This weekend, I worked the Freudianly named “graveyard shift” at Chesterfield hospital. Three nights, 9pm until 9am, Friday, Saturday, Sunday.
Whilst a great time to get some real hands-on experience, there is a key problem in working nights. It goes thus:
- Most of us are not naturally nocturnal.
- Most of us have jobs in the day time.
- Night shifts usually only have a day’s grace between day shift and night shift.
- It takes more than one day to completely upend your circadian rhythm.
- Therefore, you always feel completely, exhaustedly, hungover-jetlagged-coma-after-a-trainwreck tired.
There are two methods for attempting this changover. One is to try and stay up as late as possible the night before, sleep all day, and go to work (hopefully) refreshed. I tried this. The result was that I was so tired on the first shift that I started having visual hallucinations about 4am, attempted to wear a commode around 5, and woke up the next morning completely naked in the middle of the M45.
The other method is to sleep normally the night before, stay up all day, and have a two hour nap before the start of the shift. My SHO used this method. The result was that he became so tired that he began to have paranoid delusional beliefs around 3am, attempted to order the demolition of the hospital library about 6, and woke up the next morning on a ferry to Bergen, with a new tattoo. Of the Queen. On his face.

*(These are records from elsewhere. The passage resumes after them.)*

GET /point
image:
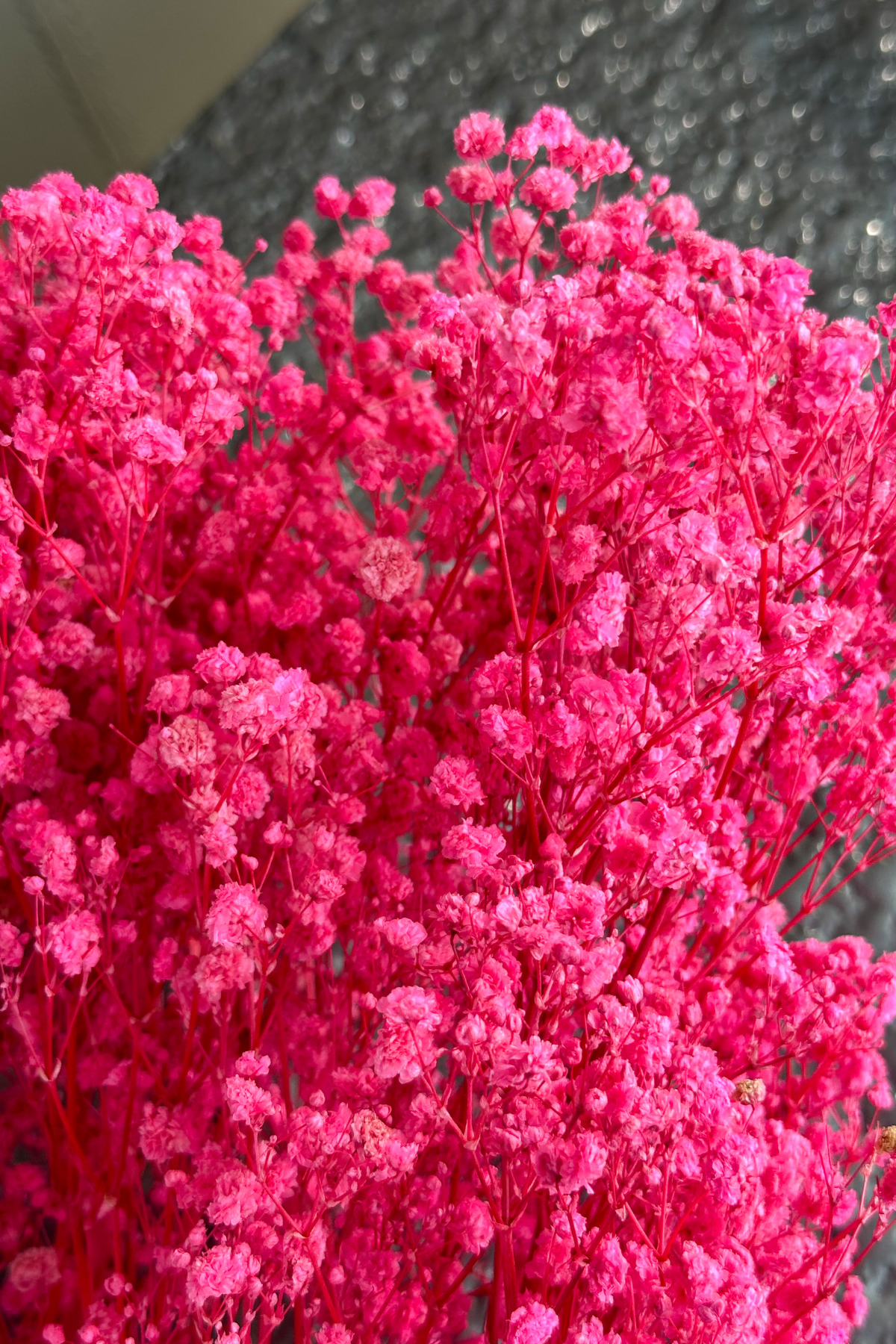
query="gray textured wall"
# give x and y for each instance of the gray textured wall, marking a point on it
(777, 116)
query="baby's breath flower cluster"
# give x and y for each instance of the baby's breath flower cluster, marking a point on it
(414, 779)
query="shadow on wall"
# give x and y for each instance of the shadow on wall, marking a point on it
(99, 87)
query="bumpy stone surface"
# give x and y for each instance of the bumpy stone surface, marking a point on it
(780, 119)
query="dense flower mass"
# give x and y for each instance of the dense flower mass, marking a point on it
(414, 781)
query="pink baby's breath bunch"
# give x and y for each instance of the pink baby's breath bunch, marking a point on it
(414, 784)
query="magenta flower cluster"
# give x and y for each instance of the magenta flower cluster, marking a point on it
(414, 777)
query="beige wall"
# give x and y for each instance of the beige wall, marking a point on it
(97, 87)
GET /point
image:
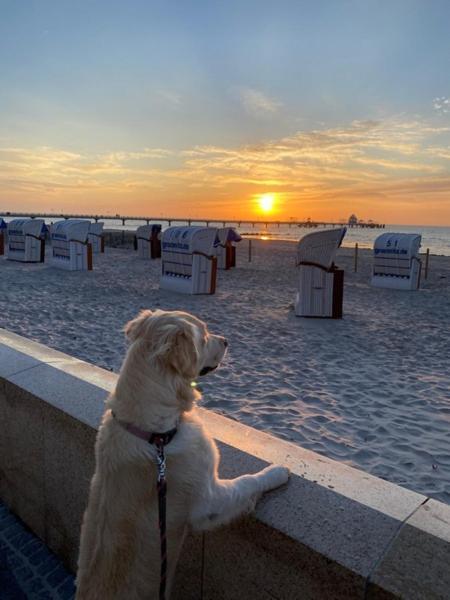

Obviously there’s a bit of exaggeration there, and neither of us actually developed first rank symptoms of schizophrenia, but we were very tired. Aside from this, the weekend was actually fairly enjoyable. There’s a bit less red tape and paperwork on the night shift, and less distractions.
One highlight was a tired A&E clerking on Friday night from another doctor, who had written “Patient is a resident in a residential home” twice in three paragraphs. Some would say that this is not particularly useful information, even when written twice. The doctor had failed to mention that the woman was profoundly deaf, and severely demented. Which would you rather know?
5:30 I put in my 45p, and selected some Prawn Cocktail Walkers. They fell out of the holder, and got stuck halfway down the machine.
5:31 I got annoyed, and tried to shake the machine. A lot. It didn’t work, the crisps remained stuck.
5:32 Rammed the machine again, and another packet of crisps fell out, Cheese and Onion this time. It also got lodged. Right next to my other packet. Nudged it again, to no avail.
5:34 Tried ringing the vending machine company, asking for a refund of my 45p. Oddly enough, no one there when its barely dawn.
5:36 Decided I *needed* crisps, so used my might again. This time a Capri-Sun fell out.
5:39 Having drained the last drop of the Capri-Sun in a contemplative manner, I hit upon an rational plan of action – purchasing the chocolate bar directly above the crisps will cause it to fall, thereby dislodging my crisps!
5:40 The Kit Kat chunky holder turned, and then the chocolate bar twisted out, began to fall and then… got stuck in the mechanism.
5:42 I finished screaming, and decided to whack the machine again.
5:43 Still whacking.
5:44 Another Capri-Sun fell out, but still neither crisp packet nor chocolate bar is released from the vending machine’s iron grip…
5:45 After a final heave, the Kit Kat fell, dislodging both packets, and I left the machine clutching half a newsagent’s in triumph. (Feeling a little guilty at my windfall, I later went to the reception desk in the hospital, who congratulated me on my honesty, but told me to keep the food!)
There ends my summation. At 9:15am Monday I left the hospital after 36 hours of attendance, with mild tooth decay and a mite more experience as recompense. Plus I think I’ll get paid at some point too, but right now I’m more excited about the Capri-Sun.
NB. I am thoroughly committed to being a great doctor, which includes respecting patient confidentiality. All information about patients on my website is anonymised, and often altered drastically so that whilst it still makes a good anecdote, it is unrelated in sex, time, location, age and/or ailment from the original facts.